Es la tesis de este libro que la continua presencia de la nación judía entremezclada con otras naciones ajenas a ella presenta un problema permanente de la más grave índole: que la cultura, la tradición, la raza y la religión de Europa, totalmente diferentes, hacen de Europa un antagonista permanente de Israel, y que la reciente y rápida intensificación de dicho antagonismo otorga al hallazgo de una solución una importancia inmediata y sumamente práctica.

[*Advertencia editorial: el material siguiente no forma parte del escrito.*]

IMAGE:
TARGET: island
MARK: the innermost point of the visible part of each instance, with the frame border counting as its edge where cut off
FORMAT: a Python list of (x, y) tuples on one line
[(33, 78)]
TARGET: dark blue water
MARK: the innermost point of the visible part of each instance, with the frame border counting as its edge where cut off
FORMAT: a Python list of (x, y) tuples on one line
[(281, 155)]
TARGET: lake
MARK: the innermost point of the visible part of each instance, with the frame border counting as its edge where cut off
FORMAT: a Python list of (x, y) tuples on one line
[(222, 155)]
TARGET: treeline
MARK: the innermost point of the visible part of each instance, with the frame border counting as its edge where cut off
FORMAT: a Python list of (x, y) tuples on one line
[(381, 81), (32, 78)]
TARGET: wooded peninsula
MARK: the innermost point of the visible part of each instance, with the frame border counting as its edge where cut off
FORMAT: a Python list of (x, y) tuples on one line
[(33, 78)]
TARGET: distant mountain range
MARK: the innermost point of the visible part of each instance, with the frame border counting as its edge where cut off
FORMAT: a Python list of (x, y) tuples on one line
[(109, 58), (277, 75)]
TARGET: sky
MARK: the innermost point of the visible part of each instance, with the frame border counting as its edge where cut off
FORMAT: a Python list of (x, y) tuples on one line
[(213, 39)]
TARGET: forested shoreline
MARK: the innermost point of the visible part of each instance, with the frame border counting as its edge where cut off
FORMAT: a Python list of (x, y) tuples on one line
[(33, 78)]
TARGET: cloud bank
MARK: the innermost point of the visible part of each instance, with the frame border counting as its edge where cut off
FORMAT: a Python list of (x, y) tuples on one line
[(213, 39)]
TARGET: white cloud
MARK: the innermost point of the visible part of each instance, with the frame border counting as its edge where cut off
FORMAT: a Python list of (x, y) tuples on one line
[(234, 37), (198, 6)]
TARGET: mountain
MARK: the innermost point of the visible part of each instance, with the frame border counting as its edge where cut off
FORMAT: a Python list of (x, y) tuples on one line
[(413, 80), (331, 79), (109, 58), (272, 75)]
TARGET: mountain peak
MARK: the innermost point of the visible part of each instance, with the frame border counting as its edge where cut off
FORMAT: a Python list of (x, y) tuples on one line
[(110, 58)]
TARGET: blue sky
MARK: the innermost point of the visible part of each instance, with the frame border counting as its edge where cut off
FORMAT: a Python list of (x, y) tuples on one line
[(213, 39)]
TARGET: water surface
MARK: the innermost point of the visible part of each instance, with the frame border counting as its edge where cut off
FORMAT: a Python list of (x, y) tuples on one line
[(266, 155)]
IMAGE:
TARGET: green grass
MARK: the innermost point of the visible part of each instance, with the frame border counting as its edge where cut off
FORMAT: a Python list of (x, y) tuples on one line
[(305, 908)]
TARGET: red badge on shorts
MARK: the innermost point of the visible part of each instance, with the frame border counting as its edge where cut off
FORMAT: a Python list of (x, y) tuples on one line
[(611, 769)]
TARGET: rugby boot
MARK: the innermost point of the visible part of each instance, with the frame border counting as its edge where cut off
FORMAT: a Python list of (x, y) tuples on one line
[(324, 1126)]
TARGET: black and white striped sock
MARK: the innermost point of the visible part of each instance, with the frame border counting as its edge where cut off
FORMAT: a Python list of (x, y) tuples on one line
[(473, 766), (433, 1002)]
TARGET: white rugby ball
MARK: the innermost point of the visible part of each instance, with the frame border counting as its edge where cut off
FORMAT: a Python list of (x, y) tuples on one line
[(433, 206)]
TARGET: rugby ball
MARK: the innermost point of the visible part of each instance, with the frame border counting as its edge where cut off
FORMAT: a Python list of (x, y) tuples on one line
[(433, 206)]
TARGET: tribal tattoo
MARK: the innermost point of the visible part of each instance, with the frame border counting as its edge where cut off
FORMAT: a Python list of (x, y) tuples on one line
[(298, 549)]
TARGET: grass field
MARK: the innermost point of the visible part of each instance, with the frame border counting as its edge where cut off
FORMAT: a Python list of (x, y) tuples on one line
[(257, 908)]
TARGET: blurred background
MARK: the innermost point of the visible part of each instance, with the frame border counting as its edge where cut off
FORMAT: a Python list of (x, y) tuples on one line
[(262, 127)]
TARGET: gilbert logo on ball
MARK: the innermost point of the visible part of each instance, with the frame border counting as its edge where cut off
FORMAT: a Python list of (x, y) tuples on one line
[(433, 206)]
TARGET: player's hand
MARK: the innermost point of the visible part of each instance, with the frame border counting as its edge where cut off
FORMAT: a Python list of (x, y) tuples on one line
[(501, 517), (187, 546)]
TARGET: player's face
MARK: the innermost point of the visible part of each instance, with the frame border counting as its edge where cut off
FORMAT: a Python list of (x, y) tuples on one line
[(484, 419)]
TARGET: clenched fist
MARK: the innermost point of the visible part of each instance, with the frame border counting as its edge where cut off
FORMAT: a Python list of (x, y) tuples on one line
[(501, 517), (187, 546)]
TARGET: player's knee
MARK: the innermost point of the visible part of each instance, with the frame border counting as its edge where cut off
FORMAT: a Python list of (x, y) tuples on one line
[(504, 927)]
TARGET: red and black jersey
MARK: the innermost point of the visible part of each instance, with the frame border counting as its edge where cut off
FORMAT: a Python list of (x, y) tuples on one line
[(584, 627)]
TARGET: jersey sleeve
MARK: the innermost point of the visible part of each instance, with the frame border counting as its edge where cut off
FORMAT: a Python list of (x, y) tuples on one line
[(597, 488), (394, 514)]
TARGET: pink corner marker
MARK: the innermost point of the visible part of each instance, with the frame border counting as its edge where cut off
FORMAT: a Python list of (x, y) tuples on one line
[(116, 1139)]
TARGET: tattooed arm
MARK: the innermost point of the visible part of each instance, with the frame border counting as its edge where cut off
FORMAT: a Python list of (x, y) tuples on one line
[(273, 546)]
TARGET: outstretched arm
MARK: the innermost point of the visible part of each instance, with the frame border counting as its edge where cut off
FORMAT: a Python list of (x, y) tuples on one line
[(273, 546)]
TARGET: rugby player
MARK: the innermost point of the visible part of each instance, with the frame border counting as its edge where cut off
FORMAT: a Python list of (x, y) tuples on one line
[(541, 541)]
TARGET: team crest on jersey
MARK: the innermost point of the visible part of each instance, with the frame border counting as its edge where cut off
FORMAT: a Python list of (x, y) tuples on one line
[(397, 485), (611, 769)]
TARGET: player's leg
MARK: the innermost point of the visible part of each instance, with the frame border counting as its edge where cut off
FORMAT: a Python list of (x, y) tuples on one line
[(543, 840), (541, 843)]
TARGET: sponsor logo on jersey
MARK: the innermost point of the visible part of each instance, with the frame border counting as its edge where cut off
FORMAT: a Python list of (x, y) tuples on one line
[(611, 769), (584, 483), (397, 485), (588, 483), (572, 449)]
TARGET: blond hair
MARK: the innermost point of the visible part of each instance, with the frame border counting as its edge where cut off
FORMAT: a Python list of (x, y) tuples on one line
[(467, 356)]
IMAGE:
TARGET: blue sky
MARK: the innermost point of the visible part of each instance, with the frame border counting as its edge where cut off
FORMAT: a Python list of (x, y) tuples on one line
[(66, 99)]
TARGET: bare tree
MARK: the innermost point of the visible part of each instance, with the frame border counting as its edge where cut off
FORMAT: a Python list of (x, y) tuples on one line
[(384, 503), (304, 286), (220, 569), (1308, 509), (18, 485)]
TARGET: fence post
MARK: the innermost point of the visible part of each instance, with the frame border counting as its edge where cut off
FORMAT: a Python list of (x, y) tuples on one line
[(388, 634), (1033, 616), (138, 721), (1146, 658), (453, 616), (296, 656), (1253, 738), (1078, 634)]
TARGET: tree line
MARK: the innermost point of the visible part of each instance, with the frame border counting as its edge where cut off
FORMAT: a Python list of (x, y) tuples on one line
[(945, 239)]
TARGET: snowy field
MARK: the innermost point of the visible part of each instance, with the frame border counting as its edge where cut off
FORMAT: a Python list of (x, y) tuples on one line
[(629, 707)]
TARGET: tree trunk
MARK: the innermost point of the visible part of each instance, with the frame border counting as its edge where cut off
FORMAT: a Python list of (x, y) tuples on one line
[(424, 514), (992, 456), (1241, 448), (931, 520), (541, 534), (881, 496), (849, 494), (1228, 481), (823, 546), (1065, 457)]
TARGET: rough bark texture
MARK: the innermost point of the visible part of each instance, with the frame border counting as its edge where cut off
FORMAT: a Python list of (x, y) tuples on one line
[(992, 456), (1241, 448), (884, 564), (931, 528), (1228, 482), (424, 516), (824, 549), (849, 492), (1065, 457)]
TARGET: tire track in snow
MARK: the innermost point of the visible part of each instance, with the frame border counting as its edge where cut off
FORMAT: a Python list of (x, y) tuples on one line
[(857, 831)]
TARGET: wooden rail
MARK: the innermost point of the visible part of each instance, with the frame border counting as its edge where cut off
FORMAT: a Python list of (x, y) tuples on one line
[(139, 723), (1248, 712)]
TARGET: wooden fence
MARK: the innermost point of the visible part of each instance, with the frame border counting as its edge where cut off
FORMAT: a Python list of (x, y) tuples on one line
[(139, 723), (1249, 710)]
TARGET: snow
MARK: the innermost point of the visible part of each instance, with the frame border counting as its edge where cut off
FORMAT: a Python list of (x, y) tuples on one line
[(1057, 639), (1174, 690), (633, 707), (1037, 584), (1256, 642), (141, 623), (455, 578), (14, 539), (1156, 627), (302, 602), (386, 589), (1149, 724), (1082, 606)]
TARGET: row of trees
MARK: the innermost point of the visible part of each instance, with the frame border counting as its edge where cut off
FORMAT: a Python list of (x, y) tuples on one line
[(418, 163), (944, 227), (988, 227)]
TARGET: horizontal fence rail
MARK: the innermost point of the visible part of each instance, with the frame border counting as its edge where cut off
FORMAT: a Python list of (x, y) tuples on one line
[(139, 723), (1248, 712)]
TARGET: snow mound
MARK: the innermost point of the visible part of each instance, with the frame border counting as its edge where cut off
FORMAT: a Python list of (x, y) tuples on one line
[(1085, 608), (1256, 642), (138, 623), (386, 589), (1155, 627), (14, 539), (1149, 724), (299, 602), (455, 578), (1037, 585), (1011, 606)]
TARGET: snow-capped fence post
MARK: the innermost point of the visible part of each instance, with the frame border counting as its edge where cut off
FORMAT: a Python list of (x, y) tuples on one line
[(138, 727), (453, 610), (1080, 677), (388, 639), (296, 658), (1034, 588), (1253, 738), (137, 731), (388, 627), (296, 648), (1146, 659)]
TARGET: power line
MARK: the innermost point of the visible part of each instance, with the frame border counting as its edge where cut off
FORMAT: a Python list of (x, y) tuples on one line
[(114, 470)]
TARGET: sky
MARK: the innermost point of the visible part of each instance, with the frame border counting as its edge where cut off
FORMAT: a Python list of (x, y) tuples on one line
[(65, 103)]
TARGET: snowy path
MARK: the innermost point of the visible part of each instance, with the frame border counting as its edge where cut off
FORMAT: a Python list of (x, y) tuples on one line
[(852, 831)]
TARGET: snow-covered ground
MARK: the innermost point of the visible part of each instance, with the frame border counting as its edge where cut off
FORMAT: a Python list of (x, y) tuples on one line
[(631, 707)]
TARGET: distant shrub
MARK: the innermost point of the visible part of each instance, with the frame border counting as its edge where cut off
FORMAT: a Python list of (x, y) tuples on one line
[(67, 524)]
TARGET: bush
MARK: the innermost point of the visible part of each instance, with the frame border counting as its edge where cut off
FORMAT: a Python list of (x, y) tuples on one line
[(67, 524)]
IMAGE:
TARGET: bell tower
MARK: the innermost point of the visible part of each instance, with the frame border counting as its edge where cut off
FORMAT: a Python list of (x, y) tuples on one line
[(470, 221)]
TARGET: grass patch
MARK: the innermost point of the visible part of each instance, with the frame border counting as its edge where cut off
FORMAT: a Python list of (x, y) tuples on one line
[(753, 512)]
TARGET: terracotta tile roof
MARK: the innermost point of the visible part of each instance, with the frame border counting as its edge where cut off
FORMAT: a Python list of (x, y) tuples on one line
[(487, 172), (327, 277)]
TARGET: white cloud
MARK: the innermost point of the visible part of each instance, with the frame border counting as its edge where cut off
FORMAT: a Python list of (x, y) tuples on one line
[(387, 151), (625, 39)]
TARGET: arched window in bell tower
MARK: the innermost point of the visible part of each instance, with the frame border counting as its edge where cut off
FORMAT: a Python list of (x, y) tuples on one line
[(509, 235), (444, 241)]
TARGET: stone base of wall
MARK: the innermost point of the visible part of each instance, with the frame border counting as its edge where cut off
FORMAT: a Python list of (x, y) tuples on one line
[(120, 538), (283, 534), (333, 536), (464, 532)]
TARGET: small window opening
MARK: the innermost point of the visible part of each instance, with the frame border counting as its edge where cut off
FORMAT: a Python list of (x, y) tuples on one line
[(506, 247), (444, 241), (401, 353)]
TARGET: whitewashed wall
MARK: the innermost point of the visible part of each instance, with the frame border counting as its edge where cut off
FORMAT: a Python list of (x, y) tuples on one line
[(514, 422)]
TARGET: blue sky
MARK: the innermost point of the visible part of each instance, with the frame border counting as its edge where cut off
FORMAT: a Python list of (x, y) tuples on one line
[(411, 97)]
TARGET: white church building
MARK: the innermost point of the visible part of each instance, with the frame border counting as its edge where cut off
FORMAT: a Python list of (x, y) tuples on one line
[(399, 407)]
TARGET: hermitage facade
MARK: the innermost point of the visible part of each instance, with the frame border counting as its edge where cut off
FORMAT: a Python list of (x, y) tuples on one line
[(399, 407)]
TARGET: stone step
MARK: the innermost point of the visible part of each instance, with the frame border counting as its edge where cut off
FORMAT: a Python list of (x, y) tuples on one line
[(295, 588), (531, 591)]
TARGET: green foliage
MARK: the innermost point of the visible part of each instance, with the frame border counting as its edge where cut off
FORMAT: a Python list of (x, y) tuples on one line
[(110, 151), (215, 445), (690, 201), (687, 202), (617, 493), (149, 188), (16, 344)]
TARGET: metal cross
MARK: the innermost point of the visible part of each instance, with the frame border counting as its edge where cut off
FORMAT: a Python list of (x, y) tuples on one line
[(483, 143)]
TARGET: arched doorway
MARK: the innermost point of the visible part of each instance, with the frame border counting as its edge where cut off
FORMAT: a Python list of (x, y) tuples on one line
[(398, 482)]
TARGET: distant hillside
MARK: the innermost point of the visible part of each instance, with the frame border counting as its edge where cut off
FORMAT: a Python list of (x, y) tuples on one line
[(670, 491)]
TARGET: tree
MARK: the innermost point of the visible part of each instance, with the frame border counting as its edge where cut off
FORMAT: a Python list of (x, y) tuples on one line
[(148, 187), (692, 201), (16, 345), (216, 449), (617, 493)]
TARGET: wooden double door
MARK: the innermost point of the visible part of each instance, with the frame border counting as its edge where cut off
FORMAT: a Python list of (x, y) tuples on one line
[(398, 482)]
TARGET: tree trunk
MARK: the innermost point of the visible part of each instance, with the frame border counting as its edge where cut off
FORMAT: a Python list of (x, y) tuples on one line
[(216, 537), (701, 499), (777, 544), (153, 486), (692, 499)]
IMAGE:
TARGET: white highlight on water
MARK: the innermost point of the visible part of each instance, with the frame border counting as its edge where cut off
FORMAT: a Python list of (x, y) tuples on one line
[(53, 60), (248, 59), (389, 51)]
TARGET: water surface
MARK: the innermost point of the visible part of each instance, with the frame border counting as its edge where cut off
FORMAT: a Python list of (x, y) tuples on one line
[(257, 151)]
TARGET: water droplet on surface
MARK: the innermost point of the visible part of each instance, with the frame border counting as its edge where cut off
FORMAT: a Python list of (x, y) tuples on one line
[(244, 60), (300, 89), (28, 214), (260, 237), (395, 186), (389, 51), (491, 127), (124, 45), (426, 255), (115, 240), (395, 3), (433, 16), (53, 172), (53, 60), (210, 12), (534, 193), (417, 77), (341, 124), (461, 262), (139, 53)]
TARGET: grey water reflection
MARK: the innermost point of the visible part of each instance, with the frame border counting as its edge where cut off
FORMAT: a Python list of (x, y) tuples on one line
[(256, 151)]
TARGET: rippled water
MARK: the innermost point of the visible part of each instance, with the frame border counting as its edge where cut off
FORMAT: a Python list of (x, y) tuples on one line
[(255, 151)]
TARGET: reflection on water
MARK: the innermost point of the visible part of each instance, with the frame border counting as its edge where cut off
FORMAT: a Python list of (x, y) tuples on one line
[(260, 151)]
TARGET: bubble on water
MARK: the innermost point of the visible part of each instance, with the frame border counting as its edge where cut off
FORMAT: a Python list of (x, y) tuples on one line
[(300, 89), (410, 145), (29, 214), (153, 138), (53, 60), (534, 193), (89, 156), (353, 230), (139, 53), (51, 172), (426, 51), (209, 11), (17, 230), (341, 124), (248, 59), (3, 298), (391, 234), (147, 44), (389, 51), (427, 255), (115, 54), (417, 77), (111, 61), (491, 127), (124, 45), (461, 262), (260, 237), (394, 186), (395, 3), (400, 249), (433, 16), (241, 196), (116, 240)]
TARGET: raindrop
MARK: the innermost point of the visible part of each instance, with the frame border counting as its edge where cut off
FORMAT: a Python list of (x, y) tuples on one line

Pues si se permite que la disputa crezca sin control y continúe sin apaciguarse, llegaremos, de forma inesperada y pronto, a una de esas tragedias que han marcado durante siglos las relaciones entre esta peculiar nación y nosotros.

El problema judío es uno para el cual no se puede encontrar un paralelo verdadero, pues el fenómeno histórico y social que lo ha producido es único.

Es un problema que no puede esquivarse, como la última generación, tanto de judíos como de sus anfitriones, intentó esquivarlo.

Es un problema que no puede evitarse, ni siquiera disminuirse (como puede hacerse con algunos problemas sociales), por el efecto sanador del tiempo: pues está creciendo ante nuestros ojos.

Debe ser afrontado y abordado abiertamente y ahora.

Ese problema es el problema de reducir o acomodar la tensión producida por la presencia de un cuerpo extraño dentro de cualquier organismo. El cuerpo extraño genera tensiones o, para cambiar de metáfora, produce una fricción que es perjudicial tanto para sí mismo como para el organismo que lo alberga. El problema consiste en cómo aliviar esas tensiones definitivamente y devolver las cosas a su tranquilidad de manera permanente.

Hay dos maneras de llegar a un fin tan deseable.

La primera es mediante la eliminación de lo ajeno. La segunda es mediante su segregación. No hay otro modo.

La eliminación de un cuerpo extraño puede adoptar tres formas.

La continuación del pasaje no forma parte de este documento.